The rugged old Norsemen spoke of death
as "heimgang" or homegoing.
So the snow-flowers go home when they melt and flow to the sea,
and the rock-ferns, after unrolling their fronds to the light
and beautifying the rocks, roll them up and close again
and blend with the soil.
Myriads of rejoicing living creatures,
daily, hourly, perhaps every moment sink into death's arms,
dust to dust, spirit to spirit --
waited on, watched on, noticed only by their Maker,
each arriving at its own Heaven-dealt destiny.            

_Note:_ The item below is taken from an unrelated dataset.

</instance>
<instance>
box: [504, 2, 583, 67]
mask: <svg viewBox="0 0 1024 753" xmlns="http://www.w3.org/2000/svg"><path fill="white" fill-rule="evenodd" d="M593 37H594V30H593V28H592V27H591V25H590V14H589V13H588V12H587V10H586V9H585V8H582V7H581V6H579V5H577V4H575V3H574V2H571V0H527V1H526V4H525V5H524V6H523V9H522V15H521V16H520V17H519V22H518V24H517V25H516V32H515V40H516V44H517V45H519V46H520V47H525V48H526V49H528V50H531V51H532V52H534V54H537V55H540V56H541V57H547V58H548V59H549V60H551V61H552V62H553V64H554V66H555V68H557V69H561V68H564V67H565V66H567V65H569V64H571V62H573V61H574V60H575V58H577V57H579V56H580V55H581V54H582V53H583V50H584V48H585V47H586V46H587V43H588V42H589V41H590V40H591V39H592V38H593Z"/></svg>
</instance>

All the merry dwellers of the trees and streams,
and the myriad swarms of the air,
called into life by the sunbeam of a summer morning,
go home through death,
wings folded perhaps in the last rays of sunset
of the day they were first tried.
Trees towering in the sky, braving storms of centuries,
flowers turning faces to the light for a single day or hour,
having enjoyed their share of Life's feast --
all alike pass on and away under the law of death and love.
Yet all are our brothers and they enjoy life as we do,
share Heaven's blessings with us,
die and are buried in hallowed ground,
come with us out of eternity
and return into eternity.

"Our lives are rounded with a sleep."